Our study of women with single-genotypic HPV infections has its limitations. Previous studies indicated that women with multi-genotypic HPV infections can account for 10% to 20% of the total cervical HPV-positive cases [17,27]. This population is worthy of specific attention, as the detection objectives are beyond the ability of presently available HPV integration tests. Future studies should focus on developing a PCR array (viral genotypes × ratio targets) to detect the integration statuses of various HPV in a multi-genotypically infected woman. Although the experimental workload could thus be doubled, a more complete detection coverage on the goal population can be achieved using this new advanced PCR array-based copy number ratio-based analysis, whereby a cooperative effect of different HPV genotypes on the carcinogenesis of cervical epithelium can be explored and understood.

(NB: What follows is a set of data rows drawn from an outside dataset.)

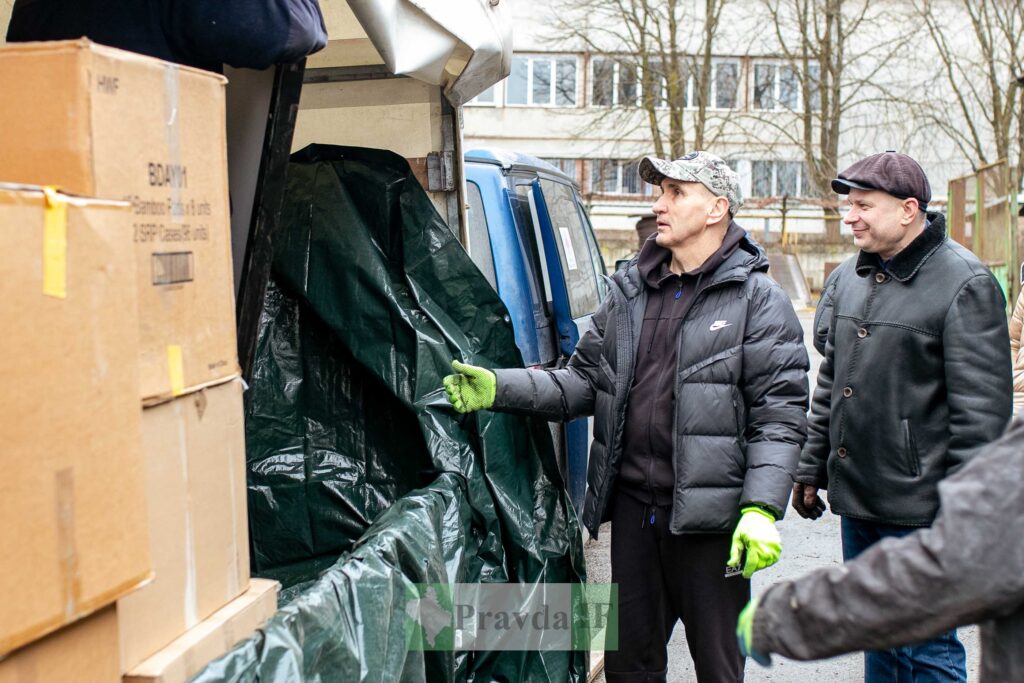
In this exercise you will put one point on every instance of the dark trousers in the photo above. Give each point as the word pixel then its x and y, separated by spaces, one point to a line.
pixel 939 659
pixel 662 579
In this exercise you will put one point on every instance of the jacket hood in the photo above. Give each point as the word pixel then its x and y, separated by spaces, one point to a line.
pixel 905 264
pixel 738 256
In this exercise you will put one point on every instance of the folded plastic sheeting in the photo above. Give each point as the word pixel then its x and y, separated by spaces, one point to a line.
pixel 355 461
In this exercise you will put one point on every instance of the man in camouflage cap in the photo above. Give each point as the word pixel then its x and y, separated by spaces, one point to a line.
pixel 702 167
pixel 699 421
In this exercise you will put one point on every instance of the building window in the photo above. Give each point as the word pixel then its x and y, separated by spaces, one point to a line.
pixel 725 79
pixel 542 81
pixel 614 83
pixel 485 98
pixel 777 86
pixel 566 166
pixel 777 178
pixel 614 176
pixel 659 80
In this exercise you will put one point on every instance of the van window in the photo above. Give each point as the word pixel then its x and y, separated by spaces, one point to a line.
pixel 479 236
pixel 573 248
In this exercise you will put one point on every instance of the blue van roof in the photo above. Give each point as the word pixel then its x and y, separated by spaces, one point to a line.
pixel 508 160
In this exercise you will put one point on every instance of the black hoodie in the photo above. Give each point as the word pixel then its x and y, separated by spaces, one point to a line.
pixel 646 471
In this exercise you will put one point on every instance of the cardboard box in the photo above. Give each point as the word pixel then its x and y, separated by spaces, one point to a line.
pixel 74 536
pixel 86 650
pixel 180 660
pixel 196 481
pixel 102 122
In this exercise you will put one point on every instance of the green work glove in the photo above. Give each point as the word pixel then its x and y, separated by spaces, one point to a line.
pixel 757 539
pixel 744 634
pixel 471 389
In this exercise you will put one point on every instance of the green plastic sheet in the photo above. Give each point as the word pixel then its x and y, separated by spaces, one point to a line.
pixel 363 482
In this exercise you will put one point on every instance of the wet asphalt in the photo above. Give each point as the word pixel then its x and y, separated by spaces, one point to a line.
pixel 806 546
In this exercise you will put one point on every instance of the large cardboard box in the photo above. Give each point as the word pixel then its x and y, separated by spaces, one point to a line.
pixel 86 650
pixel 108 123
pixel 74 535
pixel 184 657
pixel 196 481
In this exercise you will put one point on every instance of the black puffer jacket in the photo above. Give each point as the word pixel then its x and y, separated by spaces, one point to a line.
pixel 740 393
pixel 915 378
pixel 968 567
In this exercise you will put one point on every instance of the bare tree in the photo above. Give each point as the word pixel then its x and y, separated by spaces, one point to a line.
pixel 666 48
pixel 982 62
pixel 822 48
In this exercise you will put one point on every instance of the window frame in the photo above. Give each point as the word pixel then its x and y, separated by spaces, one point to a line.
pixel 553 58
pixel 621 165
pixel 775 164
pixel 777 66
pixel 615 68
pixel 713 90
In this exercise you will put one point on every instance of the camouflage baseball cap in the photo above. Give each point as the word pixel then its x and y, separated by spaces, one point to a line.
pixel 702 167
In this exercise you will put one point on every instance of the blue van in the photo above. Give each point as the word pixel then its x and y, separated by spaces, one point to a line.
pixel 530 237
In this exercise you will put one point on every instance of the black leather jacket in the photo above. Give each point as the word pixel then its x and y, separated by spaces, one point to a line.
pixel 915 378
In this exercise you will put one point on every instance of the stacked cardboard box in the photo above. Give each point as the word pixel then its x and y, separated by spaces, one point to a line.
pixel 72 494
pixel 152 134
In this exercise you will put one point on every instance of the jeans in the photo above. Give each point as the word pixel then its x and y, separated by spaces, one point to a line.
pixel 938 659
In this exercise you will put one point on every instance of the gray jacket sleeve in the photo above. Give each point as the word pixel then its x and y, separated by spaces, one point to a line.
pixel 968 567
pixel 557 394
pixel 979 373
pixel 814 459
pixel 774 385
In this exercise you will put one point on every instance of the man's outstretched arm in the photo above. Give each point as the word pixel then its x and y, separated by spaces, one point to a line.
pixel 968 567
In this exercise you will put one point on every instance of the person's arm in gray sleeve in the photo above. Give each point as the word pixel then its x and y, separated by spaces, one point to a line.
pixel 774 385
pixel 968 567
pixel 979 373
pixel 557 394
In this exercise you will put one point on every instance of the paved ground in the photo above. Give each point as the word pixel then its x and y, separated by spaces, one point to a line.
pixel 806 546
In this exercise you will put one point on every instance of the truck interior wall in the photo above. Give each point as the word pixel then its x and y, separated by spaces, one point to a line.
pixel 248 105
pixel 400 115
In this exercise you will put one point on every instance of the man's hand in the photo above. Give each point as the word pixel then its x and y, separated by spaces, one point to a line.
pixel 471 388
pixel 756 539
pixel 806 501
pixel 744 634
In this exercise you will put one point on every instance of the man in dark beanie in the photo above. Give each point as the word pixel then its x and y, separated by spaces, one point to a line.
pixel 915 380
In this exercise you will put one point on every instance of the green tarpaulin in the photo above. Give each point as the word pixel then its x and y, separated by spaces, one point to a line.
pixel 363 482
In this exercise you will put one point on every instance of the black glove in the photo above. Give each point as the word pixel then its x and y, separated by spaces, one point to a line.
pixel 806 501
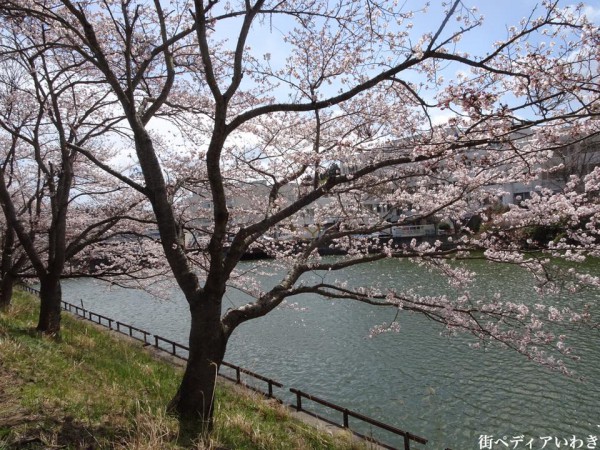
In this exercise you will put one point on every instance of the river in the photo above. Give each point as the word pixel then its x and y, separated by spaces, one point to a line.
pixel 418 380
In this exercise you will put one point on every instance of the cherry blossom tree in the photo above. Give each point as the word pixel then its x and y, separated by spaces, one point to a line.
pixel 54 201
pixel 313 143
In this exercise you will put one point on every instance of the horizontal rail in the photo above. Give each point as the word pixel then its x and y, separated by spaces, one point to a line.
pixel 348 413
pixel 238 378
pixel 131 331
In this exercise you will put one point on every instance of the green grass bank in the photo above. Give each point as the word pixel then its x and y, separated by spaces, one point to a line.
pixel 91 390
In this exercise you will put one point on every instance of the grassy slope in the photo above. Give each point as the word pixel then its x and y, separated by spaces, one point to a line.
pixel 90 390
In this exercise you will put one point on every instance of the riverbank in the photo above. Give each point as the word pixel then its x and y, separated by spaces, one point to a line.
pixel 91 390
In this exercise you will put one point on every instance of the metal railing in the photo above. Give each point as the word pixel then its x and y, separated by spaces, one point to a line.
pixel 144 336
pixel 238 379
pixel 346 414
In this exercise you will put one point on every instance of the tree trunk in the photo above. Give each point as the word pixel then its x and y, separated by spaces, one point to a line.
pixel 6 290
pixel 194 402
pixel 50 298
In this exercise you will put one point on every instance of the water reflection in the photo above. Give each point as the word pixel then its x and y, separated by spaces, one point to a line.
pixel 418 380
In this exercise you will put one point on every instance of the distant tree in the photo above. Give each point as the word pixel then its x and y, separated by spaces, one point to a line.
pixel 54 201
pixel 355 88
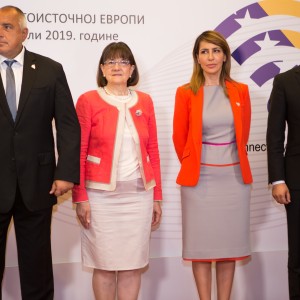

Moreover, the multiple E1-L1/E6E7 ratio analysis has adopted four more PCR reactions than those of a traditional E2/E6E7 ratio analysis, whereas the cost-effectiveness of this modification is not yet known and should be estimated in future studies. Nevertheless, compared to DIPS, the cost of the E1-L1/E6E7 ratio analysis is significantly decreased (Figure 1B). In light of the similar diagnostic performance as well as the high detection consistency between the DIPS and E1-L1/E6E7 ratio analyses (Figures 3A, Additional file 2: Figure S2, Additional file 1: Tables S2-S5), the advantage of using the E1-L1/E6E7 ratio analysis to serve as a triage test is convincible, indicating its popularization in clinical practice.

Conclusions

In conclusion, our study demonstrates that the multiple E1-L1/E6E7 ratio analysis is more sensitive and predictive than its prototype the E2/E6E7 ratio analysis, and it is also a more convenient and stable technique if the gold-standard technique, DIPS, is used as a reference. This technique is capable of meeting the growing demands for detecting integrated/mixed HPV infection cases in the current clinic. Meanwhile, regarding identifying the high-risk women of cervical cancer and selecting candidates for colposcopy and cervical biopsy, this technique possesses a substantial value as a triage test, which can effectively reduce the range of the target population, thereby concentrating limited medical resources to those in the most need and ameliorating unnecessary stress in low-risk women. At last, as a novel, extensible and broad-spectrum technique, the multiple E1-L1/E6E7 ratio analysis could be used by more HPV integration-related studies to explore the epidemiological mechanisms of cervical cancer that is induced by a score of HPV genotypes.